With a new, more visible headquarters and an effort to market the Beck Cos. brand to consumers in the homebuilding and home services space, Beck expects to accelerate the company’s growth beyond the 25% average annual gain in recent years. Beck anticipates as much a $8 million in gross revenues in 2019., which would mean hiring more personnel.
“We can handle the volume we're doing now, but as we grow in the manner, I anticipate we're going to be hiring,” Beck says. “The goal is to get to the point where we're hiring every day. But I don’t want to grow so rapidly that it is unsustainable.”
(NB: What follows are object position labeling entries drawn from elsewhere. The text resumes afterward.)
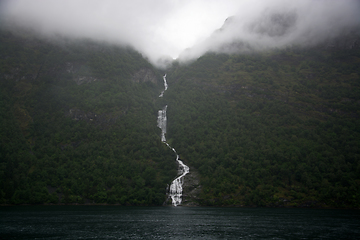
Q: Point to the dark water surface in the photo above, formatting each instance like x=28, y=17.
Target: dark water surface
x=114, y=222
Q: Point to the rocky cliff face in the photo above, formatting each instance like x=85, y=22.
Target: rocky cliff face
x=191, y=189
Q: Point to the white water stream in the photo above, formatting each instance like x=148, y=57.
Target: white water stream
x=175, y=191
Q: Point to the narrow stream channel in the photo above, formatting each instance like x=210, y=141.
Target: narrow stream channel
x=175, y=191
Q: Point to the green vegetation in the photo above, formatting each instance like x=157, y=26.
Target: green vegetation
x=270, y=129
x=277, y=128
x=67, y=143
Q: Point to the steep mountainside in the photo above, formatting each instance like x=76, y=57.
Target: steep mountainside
x=273, y=128
x=78, y=124
x=276, y=128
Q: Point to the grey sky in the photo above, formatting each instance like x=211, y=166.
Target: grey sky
x=160, y=28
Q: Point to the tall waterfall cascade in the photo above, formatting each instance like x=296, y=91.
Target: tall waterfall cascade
x=175, y=191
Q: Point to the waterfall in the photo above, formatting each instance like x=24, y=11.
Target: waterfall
x=175, y=191
x=165, y=86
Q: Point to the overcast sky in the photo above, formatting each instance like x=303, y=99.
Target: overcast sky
x=159, y=28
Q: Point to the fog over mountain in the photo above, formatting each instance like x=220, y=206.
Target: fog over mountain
x=162, y=29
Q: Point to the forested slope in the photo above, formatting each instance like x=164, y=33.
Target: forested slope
x=276, y=128
x=78, y=124
x=273, y=128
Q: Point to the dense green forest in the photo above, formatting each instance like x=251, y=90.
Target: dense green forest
x=273, y=128
x=276, y=128
x=78, y=124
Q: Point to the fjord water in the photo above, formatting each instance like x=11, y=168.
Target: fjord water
x=115, y=222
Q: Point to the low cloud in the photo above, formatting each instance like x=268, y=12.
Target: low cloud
x=162, y=29
x=280, y=23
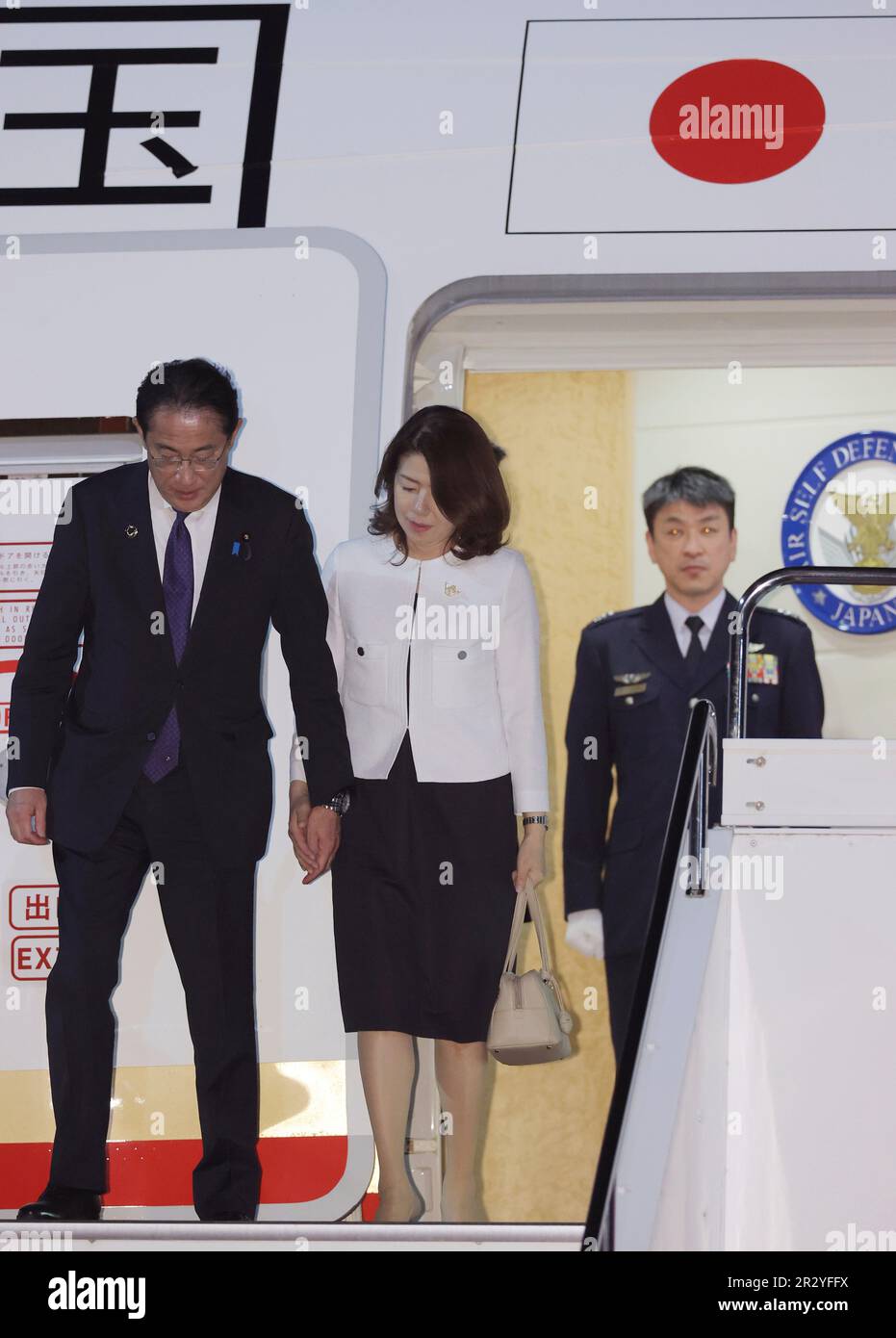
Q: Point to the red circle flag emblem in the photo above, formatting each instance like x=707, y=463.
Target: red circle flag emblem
x=737, y=120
Like other companies in a growing economy — and construction firms — Beck faces staffing challenges. As an active member of economic development councils of both Glades and Hendry counties, Beck says the workforce training and retention issues there are paramount.
“Hiring is the toughest challenge we face,” Beck says. “What we have to overcome is this notion that you have to get a college degree to get a good job. A plumber or electrician or HVAC tech can make really good money.”
Among the new hires will be CAD engineers, planners and designers while Beck pursues certification in civil engineering and land development. That will eventually be followed by architectural services.
“As long as the population of Florida continues to grow, the sky is the limit,” Beck says. “I don't see an end to it.”